The knowledge refining problem can be converted into the graph coloring problem by the graph-based crowdsourcing task selection algorithm, so in some embodiments of the present invention, the process of performing denoising operation on the knowledge base according to the task feedback result may specifically be: when the task feedback result is correct, the first optimal vertex corresponding to the task feedback result is colored to be a first color; when the task feedback result is wrong, the first optimal vertex corresponding to the task feedback result is colored to be a second color; according to the consistent relation semantic constraint rule of the semantic constraint rule and the contradictory relation semantic constraint rule, other vertexes are colored into the first color or the second color; and removing the knowledge subsets corresponding to the vertices of the first directed graph with the second color.
The first color and the second color may be arbitrarily set, and for example, the first color may be set to green, and the second color may be set to red.

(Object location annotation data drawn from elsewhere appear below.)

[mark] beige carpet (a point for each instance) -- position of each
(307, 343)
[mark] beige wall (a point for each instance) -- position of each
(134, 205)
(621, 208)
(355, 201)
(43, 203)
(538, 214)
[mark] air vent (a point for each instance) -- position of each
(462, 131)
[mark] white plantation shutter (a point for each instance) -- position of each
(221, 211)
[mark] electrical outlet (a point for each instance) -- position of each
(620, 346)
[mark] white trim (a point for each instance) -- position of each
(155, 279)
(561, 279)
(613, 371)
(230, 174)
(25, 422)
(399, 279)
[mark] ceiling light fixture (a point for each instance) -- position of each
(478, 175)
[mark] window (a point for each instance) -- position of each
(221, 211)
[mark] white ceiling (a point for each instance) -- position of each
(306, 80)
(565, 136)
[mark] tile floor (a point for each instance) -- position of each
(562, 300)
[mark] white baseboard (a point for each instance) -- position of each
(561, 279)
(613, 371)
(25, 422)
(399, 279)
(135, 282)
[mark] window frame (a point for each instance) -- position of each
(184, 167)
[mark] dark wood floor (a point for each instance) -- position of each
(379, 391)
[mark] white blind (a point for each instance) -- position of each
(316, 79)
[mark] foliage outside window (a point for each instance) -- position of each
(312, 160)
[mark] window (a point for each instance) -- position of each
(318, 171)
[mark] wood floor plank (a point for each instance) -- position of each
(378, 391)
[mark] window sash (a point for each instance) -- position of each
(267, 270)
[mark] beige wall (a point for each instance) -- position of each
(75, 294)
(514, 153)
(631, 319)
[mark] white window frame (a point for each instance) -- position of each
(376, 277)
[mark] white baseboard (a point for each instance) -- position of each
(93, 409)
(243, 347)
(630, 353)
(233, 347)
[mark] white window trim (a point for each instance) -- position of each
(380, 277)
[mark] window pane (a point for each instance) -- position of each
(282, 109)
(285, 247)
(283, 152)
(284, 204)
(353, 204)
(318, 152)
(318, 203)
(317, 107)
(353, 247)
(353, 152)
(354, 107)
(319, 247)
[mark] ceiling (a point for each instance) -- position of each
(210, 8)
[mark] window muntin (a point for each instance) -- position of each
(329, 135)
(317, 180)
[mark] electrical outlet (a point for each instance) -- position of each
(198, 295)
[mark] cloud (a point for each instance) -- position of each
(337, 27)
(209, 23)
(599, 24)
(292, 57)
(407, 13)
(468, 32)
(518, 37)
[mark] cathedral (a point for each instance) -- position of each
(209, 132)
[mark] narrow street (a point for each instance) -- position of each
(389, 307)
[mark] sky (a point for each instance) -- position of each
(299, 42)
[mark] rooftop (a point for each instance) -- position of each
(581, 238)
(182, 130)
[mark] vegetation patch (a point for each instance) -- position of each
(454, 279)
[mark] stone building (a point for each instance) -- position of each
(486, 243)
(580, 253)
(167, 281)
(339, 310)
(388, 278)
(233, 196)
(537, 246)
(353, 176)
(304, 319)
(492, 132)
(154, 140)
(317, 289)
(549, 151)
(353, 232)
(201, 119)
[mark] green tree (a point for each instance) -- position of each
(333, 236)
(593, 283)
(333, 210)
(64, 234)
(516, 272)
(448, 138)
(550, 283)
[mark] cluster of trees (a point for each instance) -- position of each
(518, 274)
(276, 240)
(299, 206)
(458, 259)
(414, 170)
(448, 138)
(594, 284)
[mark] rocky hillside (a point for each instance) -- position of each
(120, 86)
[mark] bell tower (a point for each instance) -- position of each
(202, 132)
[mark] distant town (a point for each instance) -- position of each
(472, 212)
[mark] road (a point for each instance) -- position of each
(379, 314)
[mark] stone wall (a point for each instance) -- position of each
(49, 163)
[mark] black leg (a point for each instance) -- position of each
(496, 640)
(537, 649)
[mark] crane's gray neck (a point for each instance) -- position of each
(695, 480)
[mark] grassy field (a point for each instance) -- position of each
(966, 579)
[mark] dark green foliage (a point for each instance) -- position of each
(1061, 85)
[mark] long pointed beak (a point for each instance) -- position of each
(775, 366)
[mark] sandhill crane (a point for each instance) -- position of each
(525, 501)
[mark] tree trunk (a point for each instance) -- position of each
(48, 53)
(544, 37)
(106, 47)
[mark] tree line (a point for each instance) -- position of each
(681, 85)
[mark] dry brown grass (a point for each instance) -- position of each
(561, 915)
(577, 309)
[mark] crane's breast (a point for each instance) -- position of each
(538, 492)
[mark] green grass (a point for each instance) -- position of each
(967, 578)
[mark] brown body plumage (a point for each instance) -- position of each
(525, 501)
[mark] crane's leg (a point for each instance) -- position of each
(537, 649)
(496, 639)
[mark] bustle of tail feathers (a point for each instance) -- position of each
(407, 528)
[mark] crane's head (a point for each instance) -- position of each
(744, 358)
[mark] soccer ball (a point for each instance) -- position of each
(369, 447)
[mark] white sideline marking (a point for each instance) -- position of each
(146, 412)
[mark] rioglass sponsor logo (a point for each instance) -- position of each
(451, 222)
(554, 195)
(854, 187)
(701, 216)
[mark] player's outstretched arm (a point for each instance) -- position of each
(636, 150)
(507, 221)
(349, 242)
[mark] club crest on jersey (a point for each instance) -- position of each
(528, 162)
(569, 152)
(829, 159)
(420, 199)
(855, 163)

Considering that a graph-based crowd-sourced task selection algorithm may be in error, one error is that caused by a worker's mistake, e.g., assuming some candidate knowledge subset tiIs incorrect, but the worker incorrectly marks it as correct, then this error is due to the worker's mistake; another type of error is an error propagated through inference rules, e.g., assuming a sum of tiContradictory another candidate knowledge subset tjTrue values are correct, and the graph-based crowd-sourced task selection algorithm incorrectly assigns t according to the inference rulejLabeled as incorrect, this error is propagated through the inference rules.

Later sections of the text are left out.